September 20, 2024
70 albums, more than 50 million records sold worldwide, 20 Grammy Awards, two Primetime Emmy Awards—singer Tony Bennett enjoyed a remarkable career. He started as a singing waiter, before being drafted for the final stages of World War II in 1944. After the war and a stint at the American Theater Wing on the GI Bill, Bennett began his climb to fame. Mitch Miller signed him to a recording deal with Columbia Records in 1950, and a series of hits followed through the 1950s and 1960s.
Bennett’s popularity dimmed in the 1970s, but in 1980 his son Danny took over the management of Bennett’s career. He was introduced to a new generation, with appearances on MTV and many other television shows. Bennett continued performing well into his 90s, and his longevity put him into the Guinness Book of World Records. Rolling Stone reported that Bennett’s earnings in the last 15 years of his life reached $100 million, and his fortune at his death in 2023 was estimated to be $200 million.
Trouble in paradise
A living trust was the foundation of Tony Bennett’s estate plan. He and son Danny were the trustees, with Danny becoming sole trustee at his father’s death.
The terms of the trust and the full scope of Bennett’s estate are not yet public. What we do know is that Danny’s two sisters have filed a lawsuit in New York over his actions as trustee.
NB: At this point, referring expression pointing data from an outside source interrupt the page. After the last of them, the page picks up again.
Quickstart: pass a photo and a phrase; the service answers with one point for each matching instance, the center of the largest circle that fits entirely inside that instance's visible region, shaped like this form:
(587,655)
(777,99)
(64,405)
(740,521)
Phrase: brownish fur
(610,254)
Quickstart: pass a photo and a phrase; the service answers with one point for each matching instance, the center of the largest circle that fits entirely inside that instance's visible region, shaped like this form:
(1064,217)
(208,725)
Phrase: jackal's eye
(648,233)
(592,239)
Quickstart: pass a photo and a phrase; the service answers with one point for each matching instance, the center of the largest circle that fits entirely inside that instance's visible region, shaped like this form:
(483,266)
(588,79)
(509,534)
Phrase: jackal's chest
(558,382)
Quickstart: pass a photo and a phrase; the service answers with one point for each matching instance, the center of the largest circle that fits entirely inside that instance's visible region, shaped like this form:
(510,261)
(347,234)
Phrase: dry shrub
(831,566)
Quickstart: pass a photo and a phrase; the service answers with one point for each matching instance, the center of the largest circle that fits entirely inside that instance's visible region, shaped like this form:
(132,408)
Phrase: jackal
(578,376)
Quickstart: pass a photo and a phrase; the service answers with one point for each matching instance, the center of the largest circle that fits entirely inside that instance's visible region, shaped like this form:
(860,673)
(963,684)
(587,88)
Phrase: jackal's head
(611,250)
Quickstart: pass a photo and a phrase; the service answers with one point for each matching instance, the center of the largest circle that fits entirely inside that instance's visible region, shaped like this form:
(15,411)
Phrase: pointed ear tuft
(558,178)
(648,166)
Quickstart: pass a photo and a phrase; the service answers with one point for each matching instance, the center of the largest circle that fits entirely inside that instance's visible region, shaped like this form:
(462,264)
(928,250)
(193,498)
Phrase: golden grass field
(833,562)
Among their claims:
• Danny supervised the sale of Bennett’s music catalogue and image rights in 2022, but failed to provide a full accounting of the sale.
• Bennett’s clothing was donated to charity without notifying the sisters first, as required by Bennett’s will.
• Danny prevented the sisters from visiting Bennett’s apartment to view his tangible personal property, some of which had great sentimental value.
• Tangible personal property was auctioned off without consulting the sisters, even though such a sale was not required by the estate planning documents.
• Danny received an “improper loan” of $1.2 million, and he received gifts totaling $4.2 million, which was double what Bennett’s other children received.
The soundness of these claims and the outcome of the lawsuit are unknown at this time, but future family harmony among Bennett’s four children looks unlikely.
Communication is critical
As a general rule, naming a family member who is also a beneficiary to be a trustee or the executor of an estate invites misunderstandings and disagreement among the heirs. The ones not chosen may feel slighted or disrespected. They may not trust the judgment of the family member trustee, they may be quick to see bias or self dealing. They may not appreciate how complex is the job of trusteeship.
That’s not to say that choosing Danny to be the trustee of the Bennett Family Trust was a bad idea. From the decades of managing his father’s career, Danny had an intimate knowledge of the family finances. He was well positioned to understand how to maximize the value of the Bennett estate assets.
However, trustees do have a fiduciary obligation to report promptly and fully to trust beneficiaries, as well as a duty to keep thorough records of all decisions and transactions. Danny might have profited by working with a trust department or trust company as co-trustee, so as to dot all the i’s and cross all the t’s of trusteeship.
In any event, estate plans should be discussed and explained to the beneficiaries in advance, to align their expectations with their future realities. The intentions for the family wealth, the reasoning behind bequests, and the choice of the stewards for that wealth should be reviewed. An airing of the motivations behind an estate plan will usually promote family harmony. But at the same time, heirs need to understand that estate planning isn’t a family-wide project, and the plan itself isn’t being put to a vote.